The UK and the US may have seen higher numbers of coronavirus cases and longer and more intense lockdowns than Germany, but students report that their universities were better prepared to move online than German institutions may have been.
“We already regularly worked with lots of online software, so we were ready. I have the feeling that German universities are not so great with that,” Alexandra says. She briefly considered taking a semester off, but decided even in the event of a second lockdown in the UK she could still complete her degree working online.
Celal also managed to take on a summer internship in New York with his university as planned — entirely online. He thinks the university was better-prepared for digitalization than German universities were.
But Vincent, the art student, says his course will only work if his cohort can meet face to face.

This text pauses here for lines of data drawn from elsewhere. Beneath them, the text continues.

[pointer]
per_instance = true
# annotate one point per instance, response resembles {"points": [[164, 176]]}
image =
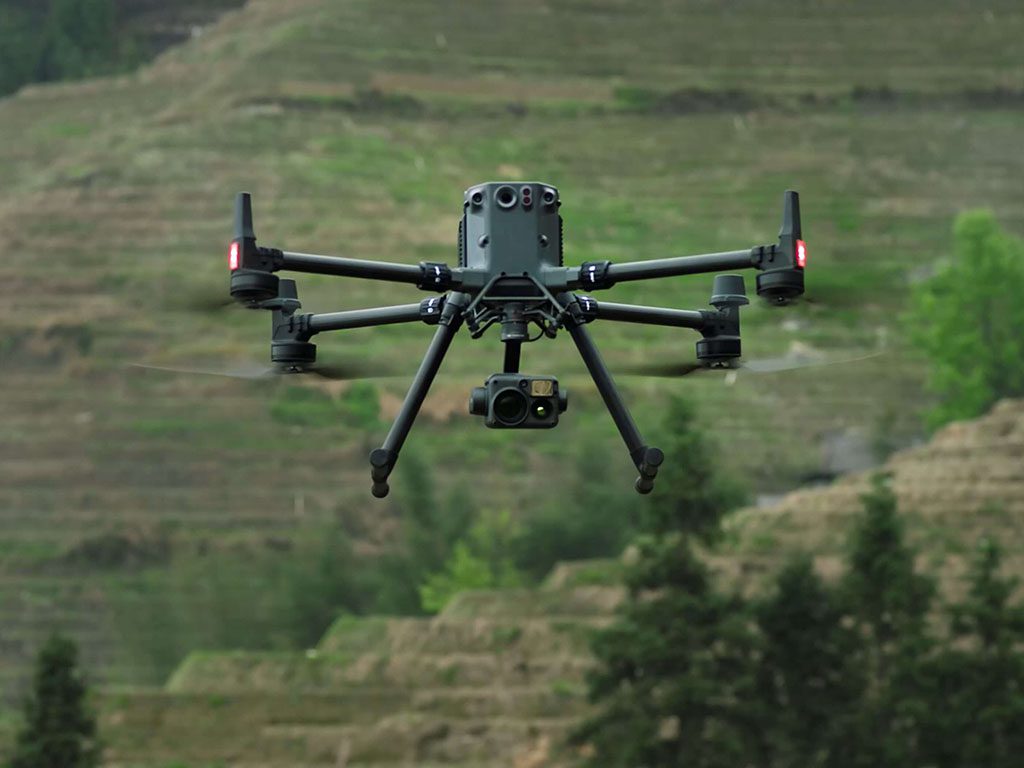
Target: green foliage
{"points": [[591, 518], [323, 582], [58, 728], [882, 586], [844, 676], [984, 665], [676, 670], [969, 320], [360, 406], [60, 40], [692, 493], [809, 682], [478, 561], [304, 407]]}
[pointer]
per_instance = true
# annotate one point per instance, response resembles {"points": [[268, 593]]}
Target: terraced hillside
{"points": [[497, 679], [357, 125], [966, 483]]}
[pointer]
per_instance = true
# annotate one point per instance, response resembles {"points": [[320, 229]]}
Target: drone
{"points": [[511, 273]]}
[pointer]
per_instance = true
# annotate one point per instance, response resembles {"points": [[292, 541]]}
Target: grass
{"points": [[356, 126]]}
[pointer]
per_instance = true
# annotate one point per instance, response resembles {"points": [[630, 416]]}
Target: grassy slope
{"points": [[357, 125]]}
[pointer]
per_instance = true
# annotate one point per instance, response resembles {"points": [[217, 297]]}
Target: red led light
{"points": [[801, 254]]}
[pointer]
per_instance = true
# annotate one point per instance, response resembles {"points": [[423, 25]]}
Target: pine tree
{"points": [[809, 682], [979, 677], [692, 492], [890, 602], [58, 729], [675, 671]]}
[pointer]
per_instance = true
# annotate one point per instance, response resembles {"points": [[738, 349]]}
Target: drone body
{"points": [[511, 272]]}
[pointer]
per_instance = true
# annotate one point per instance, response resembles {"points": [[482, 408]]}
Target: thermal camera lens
{"points": [[542, 409], [510, 407], [506, 197]]}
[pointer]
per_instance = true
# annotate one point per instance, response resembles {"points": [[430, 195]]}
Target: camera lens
{"points": [[506, 197], [542, 409], [510, 407]]}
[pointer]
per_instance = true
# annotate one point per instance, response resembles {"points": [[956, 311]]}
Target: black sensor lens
{"points": [[510, 407], [542, 409], [506, 197]]}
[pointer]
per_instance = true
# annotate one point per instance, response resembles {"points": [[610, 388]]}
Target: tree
{"points": [[58, 729], [479, 560], [889, 603], [809, 681], [980, 675], [675, 672], [969, 321], [692, 492]]}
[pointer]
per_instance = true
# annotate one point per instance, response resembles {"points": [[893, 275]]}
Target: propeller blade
{"points": [[768, 366], [668, 370], [333, 372]]}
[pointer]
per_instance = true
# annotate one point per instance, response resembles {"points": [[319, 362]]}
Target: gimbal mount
{"points": [[511, 272]]}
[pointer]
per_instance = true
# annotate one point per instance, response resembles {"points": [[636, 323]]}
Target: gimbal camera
{"points": [[511, 272]]}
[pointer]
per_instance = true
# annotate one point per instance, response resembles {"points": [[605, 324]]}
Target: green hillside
{"points": [[669, 127]]}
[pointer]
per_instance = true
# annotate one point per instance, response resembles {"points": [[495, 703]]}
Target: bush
{"points": [[58, 728], [969, 321], [480, 560]]}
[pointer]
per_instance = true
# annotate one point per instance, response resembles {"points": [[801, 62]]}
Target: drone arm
{"points": [[382, 460], [599, 274], [429, 311], [592, 309], [646, 459], [427, 275]]}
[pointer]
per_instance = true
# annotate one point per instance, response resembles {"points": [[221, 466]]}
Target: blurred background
{"points": [[152, 515]]}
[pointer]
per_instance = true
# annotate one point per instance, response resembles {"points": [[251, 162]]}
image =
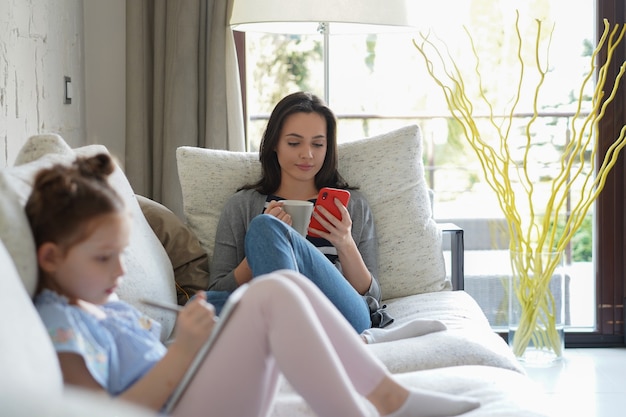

“Zoom classes just don’t work for art,” he says.
Read more: Coronavirus: Foreign students on online courses are denied visas to Germany
Will fewer students study abroad?
The DAAD estimates that because of the pandemic more students will choose to stay in Germany. Statistics compiled by the British Council show that fewer EU students, including Germans, are heading to the UK this fall — but that trend may have more to do with increased student fees owing to Brexit than the pandemic.
“Fundamentally, the ERASMUS program is going ahead as planned in the fall semester,” says Michael Flacke of DAAD. “We still have a large number of applicants and interest — but, of course, we cannot predict how student life will look in each European country in the case of fresh coronavirus restrictions.”
And many university exchanges to the US have been canceled — Flacke said fewer German students will be leaving Europe.
But even for German students abroad for whom visas and funding are already secured, the situation is not any more transparent.
“It’s been an interesting time and having this change of perspective has been very fruitful,” Vincent says. But he is still anxious, as he comes out of four months of near-complete isolation in a foreign country. “I can’t wait for term to start,” he admits.